Berbagai budaya di seluruh dunia memiliki tradisi dan norma yang berbeda-beda, dan salah satunya adalah adat berpakaian hitam-hitam saat melayat ke rumah duka. Norma ini bisa kita temukan di kebanyakan masyarakat di berbagai belahan dunia dan ini adalah aspek yang menarik untuk dipahami. Butir norma ini sebenarnya merupakan bagian dari konsep yang lebih luas dalam sosiologi dan psikologi sosial yang dikenal dengan sebutan “norma kesopanan”.
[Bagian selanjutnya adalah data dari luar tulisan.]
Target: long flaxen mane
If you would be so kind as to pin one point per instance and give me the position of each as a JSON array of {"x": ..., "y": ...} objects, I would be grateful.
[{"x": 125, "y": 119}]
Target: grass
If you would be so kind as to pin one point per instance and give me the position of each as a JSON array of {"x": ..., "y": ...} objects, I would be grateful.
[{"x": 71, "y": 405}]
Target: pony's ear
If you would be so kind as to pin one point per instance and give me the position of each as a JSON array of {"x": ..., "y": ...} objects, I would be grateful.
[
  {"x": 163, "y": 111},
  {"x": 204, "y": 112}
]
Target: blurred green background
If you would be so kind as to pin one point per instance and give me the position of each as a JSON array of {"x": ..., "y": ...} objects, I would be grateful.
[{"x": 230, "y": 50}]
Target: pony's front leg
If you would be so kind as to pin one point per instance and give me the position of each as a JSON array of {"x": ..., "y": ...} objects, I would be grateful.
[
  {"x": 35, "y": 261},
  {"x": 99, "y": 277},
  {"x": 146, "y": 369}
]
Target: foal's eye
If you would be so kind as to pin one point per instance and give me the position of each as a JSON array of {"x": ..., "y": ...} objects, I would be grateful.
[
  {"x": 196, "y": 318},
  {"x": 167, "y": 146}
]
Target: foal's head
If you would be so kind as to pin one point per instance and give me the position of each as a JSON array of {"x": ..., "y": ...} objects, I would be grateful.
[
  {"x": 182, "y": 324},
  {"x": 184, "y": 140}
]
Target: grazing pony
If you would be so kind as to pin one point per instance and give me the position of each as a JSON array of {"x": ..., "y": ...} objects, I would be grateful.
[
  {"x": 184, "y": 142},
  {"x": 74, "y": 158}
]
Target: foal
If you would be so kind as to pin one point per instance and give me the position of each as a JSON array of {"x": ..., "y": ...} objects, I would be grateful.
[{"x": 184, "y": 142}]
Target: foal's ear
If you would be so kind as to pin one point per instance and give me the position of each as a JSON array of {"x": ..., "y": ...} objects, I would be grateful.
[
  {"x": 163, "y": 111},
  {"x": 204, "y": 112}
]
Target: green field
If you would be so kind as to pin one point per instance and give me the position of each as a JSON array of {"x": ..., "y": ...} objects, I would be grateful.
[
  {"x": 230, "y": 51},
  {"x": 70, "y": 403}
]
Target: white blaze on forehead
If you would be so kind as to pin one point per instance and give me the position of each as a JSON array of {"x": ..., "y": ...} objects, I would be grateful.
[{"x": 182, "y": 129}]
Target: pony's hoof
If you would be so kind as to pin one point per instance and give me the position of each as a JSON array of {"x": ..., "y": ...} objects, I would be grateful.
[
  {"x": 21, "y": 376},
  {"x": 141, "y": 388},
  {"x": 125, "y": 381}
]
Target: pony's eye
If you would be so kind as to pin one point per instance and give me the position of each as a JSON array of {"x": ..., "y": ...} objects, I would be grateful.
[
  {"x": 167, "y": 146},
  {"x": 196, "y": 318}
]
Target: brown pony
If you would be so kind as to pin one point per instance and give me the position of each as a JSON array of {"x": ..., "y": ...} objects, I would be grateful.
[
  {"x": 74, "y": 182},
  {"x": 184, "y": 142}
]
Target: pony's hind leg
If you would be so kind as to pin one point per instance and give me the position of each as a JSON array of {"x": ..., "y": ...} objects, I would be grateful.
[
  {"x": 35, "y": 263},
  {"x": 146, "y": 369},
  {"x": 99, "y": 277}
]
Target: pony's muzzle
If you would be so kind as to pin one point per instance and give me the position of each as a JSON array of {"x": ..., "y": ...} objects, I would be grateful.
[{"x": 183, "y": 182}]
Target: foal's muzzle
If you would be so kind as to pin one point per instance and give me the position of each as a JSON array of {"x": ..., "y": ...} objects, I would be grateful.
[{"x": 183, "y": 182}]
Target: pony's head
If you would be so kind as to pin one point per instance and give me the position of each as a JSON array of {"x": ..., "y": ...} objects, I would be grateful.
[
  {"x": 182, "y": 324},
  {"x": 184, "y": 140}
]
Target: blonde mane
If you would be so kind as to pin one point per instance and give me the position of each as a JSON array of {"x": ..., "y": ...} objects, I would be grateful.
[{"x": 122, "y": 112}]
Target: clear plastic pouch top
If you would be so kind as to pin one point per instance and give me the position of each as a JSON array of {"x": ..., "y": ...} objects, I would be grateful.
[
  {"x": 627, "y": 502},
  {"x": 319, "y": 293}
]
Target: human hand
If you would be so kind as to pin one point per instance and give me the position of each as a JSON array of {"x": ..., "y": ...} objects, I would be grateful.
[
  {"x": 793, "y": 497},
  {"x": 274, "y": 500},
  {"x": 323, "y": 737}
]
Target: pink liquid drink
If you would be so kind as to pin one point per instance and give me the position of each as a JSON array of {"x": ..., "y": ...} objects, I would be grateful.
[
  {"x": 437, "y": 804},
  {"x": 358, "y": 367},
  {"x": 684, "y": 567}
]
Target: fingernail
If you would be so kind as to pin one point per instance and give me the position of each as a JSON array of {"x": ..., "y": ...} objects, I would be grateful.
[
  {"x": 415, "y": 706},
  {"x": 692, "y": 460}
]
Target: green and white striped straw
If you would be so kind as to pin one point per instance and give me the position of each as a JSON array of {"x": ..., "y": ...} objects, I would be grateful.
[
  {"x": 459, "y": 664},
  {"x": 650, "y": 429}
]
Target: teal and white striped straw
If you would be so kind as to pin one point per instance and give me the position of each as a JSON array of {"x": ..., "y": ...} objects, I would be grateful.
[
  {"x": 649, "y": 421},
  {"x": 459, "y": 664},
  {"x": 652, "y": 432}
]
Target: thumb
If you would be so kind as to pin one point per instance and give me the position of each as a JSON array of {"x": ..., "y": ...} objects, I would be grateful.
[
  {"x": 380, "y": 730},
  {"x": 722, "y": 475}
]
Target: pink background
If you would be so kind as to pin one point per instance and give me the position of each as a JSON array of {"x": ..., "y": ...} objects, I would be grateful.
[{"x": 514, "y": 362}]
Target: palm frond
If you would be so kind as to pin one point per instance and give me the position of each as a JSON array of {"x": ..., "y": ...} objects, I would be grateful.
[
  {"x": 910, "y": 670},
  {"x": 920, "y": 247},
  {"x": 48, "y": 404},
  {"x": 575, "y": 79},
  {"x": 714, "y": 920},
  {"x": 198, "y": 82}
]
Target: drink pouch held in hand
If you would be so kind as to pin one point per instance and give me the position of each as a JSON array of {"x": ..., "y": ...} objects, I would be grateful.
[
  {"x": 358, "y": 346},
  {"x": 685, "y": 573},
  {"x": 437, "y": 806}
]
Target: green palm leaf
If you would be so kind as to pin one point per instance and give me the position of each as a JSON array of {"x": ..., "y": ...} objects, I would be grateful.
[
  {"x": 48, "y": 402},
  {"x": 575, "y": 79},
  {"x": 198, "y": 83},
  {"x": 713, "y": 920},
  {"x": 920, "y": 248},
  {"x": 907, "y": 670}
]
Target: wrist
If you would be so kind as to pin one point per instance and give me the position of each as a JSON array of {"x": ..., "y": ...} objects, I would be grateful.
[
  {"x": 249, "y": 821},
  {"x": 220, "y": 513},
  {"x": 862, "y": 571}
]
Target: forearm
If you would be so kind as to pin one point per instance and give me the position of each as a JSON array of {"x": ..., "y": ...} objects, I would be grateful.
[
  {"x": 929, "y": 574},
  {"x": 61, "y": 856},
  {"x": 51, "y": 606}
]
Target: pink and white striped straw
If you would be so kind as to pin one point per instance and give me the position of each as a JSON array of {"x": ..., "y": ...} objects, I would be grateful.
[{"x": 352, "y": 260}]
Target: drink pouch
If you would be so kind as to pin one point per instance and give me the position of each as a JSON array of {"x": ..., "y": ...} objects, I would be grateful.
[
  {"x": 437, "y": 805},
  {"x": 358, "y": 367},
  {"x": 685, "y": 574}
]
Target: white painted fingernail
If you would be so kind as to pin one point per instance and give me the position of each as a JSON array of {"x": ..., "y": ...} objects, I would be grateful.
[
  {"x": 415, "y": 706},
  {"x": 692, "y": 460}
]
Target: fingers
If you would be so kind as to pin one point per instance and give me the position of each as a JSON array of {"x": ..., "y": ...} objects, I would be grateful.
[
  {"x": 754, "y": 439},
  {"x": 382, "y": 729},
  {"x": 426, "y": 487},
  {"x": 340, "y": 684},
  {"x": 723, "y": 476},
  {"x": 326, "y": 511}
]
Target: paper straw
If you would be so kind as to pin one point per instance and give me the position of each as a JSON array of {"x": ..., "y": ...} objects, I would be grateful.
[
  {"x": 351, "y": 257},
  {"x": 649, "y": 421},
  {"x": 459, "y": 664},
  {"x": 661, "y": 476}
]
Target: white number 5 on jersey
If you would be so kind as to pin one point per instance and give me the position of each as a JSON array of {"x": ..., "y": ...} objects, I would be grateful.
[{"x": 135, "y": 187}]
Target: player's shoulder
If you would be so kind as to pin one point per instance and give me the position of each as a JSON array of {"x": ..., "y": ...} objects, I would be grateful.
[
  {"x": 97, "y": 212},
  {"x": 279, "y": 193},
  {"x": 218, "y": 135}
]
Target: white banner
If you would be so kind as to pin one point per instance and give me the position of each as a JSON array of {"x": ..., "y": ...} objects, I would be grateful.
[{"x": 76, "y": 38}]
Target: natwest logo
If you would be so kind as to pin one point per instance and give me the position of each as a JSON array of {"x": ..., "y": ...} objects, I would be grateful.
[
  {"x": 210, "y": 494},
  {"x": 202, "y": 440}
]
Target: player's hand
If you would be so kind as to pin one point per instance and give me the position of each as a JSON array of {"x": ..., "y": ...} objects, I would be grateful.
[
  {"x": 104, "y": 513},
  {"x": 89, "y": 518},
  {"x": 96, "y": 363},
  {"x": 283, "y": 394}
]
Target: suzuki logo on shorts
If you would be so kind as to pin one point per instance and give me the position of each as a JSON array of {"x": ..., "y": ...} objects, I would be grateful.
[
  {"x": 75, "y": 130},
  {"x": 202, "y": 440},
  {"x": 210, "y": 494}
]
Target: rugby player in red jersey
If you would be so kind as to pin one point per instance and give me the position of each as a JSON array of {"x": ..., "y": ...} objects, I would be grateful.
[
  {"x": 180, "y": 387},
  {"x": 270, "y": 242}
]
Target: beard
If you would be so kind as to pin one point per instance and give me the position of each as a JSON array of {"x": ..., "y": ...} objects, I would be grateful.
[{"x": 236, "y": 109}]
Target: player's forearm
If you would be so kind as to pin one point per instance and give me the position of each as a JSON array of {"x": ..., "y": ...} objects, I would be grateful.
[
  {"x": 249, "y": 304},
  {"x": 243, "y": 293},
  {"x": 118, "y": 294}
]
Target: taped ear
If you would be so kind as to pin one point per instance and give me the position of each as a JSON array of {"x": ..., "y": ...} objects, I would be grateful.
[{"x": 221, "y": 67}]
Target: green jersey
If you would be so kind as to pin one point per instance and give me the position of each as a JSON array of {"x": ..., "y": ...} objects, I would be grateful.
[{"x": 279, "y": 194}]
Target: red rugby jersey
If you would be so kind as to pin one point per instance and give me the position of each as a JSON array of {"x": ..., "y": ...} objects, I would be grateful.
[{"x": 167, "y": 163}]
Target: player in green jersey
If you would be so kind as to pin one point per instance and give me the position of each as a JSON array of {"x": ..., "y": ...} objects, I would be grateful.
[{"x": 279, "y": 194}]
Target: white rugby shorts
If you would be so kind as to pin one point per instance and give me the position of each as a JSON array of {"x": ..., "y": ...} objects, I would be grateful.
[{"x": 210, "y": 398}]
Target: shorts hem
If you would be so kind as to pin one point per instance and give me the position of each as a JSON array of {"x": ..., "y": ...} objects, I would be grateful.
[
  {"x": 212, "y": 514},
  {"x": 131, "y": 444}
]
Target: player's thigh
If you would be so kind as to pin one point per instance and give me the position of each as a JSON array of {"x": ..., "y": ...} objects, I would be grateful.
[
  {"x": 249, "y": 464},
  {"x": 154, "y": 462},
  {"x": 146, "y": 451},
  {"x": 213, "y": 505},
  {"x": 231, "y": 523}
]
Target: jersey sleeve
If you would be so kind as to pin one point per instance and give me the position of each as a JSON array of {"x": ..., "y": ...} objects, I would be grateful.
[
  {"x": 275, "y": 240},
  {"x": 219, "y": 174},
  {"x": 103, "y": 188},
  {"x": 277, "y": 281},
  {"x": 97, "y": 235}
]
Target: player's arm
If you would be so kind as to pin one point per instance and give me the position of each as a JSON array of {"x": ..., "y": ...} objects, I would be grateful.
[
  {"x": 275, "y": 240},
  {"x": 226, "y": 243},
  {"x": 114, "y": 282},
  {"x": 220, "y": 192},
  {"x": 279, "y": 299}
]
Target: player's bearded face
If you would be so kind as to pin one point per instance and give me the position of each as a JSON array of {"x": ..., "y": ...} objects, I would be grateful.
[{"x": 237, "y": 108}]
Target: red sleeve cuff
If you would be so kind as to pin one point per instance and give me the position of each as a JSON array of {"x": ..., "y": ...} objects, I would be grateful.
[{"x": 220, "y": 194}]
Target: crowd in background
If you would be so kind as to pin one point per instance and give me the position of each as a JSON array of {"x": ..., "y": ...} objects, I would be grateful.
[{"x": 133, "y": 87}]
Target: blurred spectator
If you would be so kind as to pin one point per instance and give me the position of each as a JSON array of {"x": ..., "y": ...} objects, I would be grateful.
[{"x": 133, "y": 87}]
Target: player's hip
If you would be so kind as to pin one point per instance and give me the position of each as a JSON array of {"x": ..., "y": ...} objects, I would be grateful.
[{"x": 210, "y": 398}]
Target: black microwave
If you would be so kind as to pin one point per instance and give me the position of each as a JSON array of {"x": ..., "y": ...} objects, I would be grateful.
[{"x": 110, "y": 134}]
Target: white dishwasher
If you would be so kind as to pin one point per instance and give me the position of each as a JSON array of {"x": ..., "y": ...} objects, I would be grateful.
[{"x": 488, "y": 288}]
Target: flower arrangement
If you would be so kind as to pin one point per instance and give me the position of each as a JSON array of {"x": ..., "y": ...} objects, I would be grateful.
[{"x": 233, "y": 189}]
Norma kesopanan adalah sepakatnya perilaku tertentu dalam komunitas sosial sebagai cara yang dianggap pantas dalam berinteraksi dan berperilaku di lingkungan sosial. Para anggota masyarakat diharapkan untuk mengetahui dan mengikuti norma kesopanan ini, dan biasanya ada hukuman sosial bagi mereka yang melanggar, seperti dikucilkan atau dinilai negatif oleh yang lain.
Dalam konteks melayat di rumah duka, berpakaian hitam adalah bentuk penghormatan kepada alm. Seseorang yang berduka. Pakaian hitam dikaitkan dengan kesedihan dan luka, dan oleh karena itu memiliki simbolisme yang khas dan kuat. Dengan mengenakan pakaian ini, seseorang secara simbolis mengekspresikan kesedihan dan dukacitanya, serta solidaritasnya dengan keluarga yang berduka.
Meskipun tidak semua masyarakat mengenakan pakaian hitam saat berduka — beberapa budaya malah memakai warna lain, seperti putih atau ungu, tergantung pada kepercayaan dan tradisi mereka — konsep norma kesopanan tetap sama: menunjukkan rasa hormat dan mendukung mereka yang sedang berduka.
Jadi, secara sederhana, aktifitas berpakaian hitam-hitam ketika melayat ke rumah duka merupakan praktik yang termasuk dalam norma sosial yang disebut norma kesopanan. Selain itu, pelajaran penting yang bisa kita ambil adalah pentingnya memahami dan menghargai norma dan tradisi yang ada di masyarakat kita.